İleri aşama kanserlerde uru hedef alan rehabilitasyon
Cerrahpaşa Tıp Fakültesi Patoloji Anabilim Dalı Öğretim Azası Prof. Dr. Büge Öz ise kanseri erken safhada tutmanın çok ehemmiyetli olduğunu vurgulamanın yanı gizeme bugün artık ileri safhalarda bile yapılabilecek bazı şeyler olduğunu, ileri safhada kanserlerde ur bedende dağılmış olabileceği için cerrahinin yerine yalnızca uru oluşturan istenmeyen hücreleri hedef alan bazı özel rehabilitasyonlar olduğunu ifade ediyor. Prof. Dr. Büge Öz Bu hücrelerin değişinim dediğimiz, değişik hücrelerde olmayan bazı genetik özellikler kazandığını bugün biliyoruz. Bu gen farklılıkları hücreye hakimiyet dışı faize, hücrenin ebedileşmesi kendini hücre vefatından kurtarabilmesi ve ayrıca bedende yayılabilme gibi özellikler kazandırıyor. Artık bu genetik özelliklere müteveccih rehabilitasyonlar geliştirilmeye başlandı. Bunlar içerisinde bazılarının durdurulması, çok özel moleküler casuslar ile muhtemel olabiliyor. Bu moleküler casusların kullanılarak, urun, hücrenin ebediliğinin, aralıksız olarak artmasının ve beden içerisinde uzak yerlere gitmesinin önlenmesi hedefleniyor, diyerek yeni nesil rehabilitasyonların emellerini özetliyor.

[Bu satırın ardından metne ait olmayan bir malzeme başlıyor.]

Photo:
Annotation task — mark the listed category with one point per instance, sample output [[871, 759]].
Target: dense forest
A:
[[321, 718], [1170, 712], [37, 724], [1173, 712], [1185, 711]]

Hasta kesinlikle onkolog ve patolog ile doğrudan irtibat içinde olmalı
Bu gen farklılıklarına karşı iki ilaç grubunun çok kısa vakitte çok iyi neticeler verdiğini ifade eden Prof. Dr. Büge Öz bu ilaçların hastaların sağ kalım olarak ifade edilen hastalıksız yaşam vakitlerinde de çok ciddi faydalar sağlamaya başladığını dikkat topluyor. Ancak bu rehabilitasyondan yararlanabilmeleri için hastalarda öncelikle bu gen farklılıklarının testlerle gösterilebilmesi gerekiyor. Bunlar rehabilitasyon kararını etkileyen ehemmiyetli testler olduğundan doğru yapılıp doğru açıklanmaları gerekiyor. Üniversite sağlık kurumuları, bazı devlet sağlık kurumuları ve özel laboratuarlarda bu testlerin güvenilir yapılabilmesi mevzusunda çok yakın gelecekte çok daha iyi bir yere geleceğiz diyen Patalog Prof. Dr. Büge Öz bu rehabilitasyonlardan yararlanabilecek hastaların birtakım genetik testlerle belirlendiğini söyleyerek, rehabilitasyondan faydalanmak isteyen hastalara şunları öneri ediyor: Ufak hücreli dışı akciğer kanseri tanısı almış hasta kesinlikle onkologuyla irtibatta olmalıdır. Bu testler için onkolog gerek görüyorsa hastasını uygun patoloji laboratuvarlarına refere edecek, hastayla ve patologla birlikte çalışarak neticeleri açıklayacaktır. Bu testler şimdilik iki taneyle başladı ama gelecekte devamının ve daha aşırısının geleceğine vicdandan inanıyorum. Böylece yakın gelecekte kanser ölümcül olmaktan çıkabilir ve hastaların, genetik özelliklerine göre kendilerine en uygun bireye özel rehabilitasyona erişmesi sayesinde sağkalım oranlarında ciddi çoğalışlar görülebilir.